Day 8 brings us back to SAGA and Amra, and to L. Sprague de Camp versus Tanith Lee.
L. Sprague de Camp
Lived: 1907-2000
Notable Works: Lest Darkness Fall, The Fallible Fiend, The Compleat Enchanter (with Fletcher Pratt)
Lyon Sprague de Camp was a prolific author and important promoter of fantasy literature. He was an SFWA Grand Master in his own right, and wrote fantasy series such as The Compleat Enchanter (with Fletcher Pratt) and The Unbeheaded King. He edited four seminal anthologies that helped define sword & sorcery fiction, and was the first Lovecraft biographer. But his legacy is inextricable from the 1960s paperback Conan series, in which he presented Howard's original stories alongside pastiches by de Camp, Lin Carter, and others.
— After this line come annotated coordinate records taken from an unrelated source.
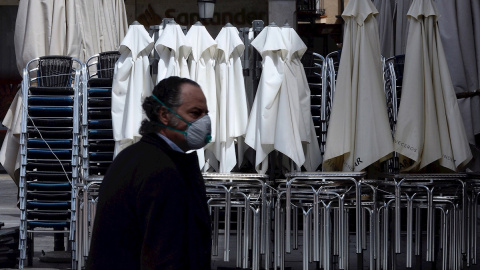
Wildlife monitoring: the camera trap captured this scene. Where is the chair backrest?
[37,56,73,87]
[97,51,120,79]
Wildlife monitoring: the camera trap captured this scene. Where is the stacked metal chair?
[77,51,120,268]
[465,172,480,266]
[376,55,472,269]
[302,51,328,155]
[203,173,272,269]
[19,56,84,269]
[82,51,120,179]
[275,172,365,269]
There were additionally "posthumous collaborations" - where de Camp or Carter would take an unfinished draft by Howard (often not a Conan story) and complete it. The results are poor and de Camp is often judged poorly in their light.
Tanith Lee
Lived: 1947-2015
Notable Works: Tales from the Flat Earth, Birthgrave series, Secret Books of Paradys
Tanith Lee was a British author who was quite new in the 1970s, and comes on this tournament strictly because she wrote a short story in Swords Against Darkness III (she had a story in every volume after the first). She was a member of the Swordsmen and Sorcerers Guild of America (the SAGA half of SAGA / Amra) and was known for her stylistically lush dark fantasy novels. Tales of the Flat Earth was one of her first and best known series, and won her multiple awards. Lee's work purposefully invokes decadence, horror, and sexuality, although not in the same ways that many of the "proper" Appendix N works would. Still, she was one of the most distinctive voices to come out of the sword & sorcery revival of the '70s.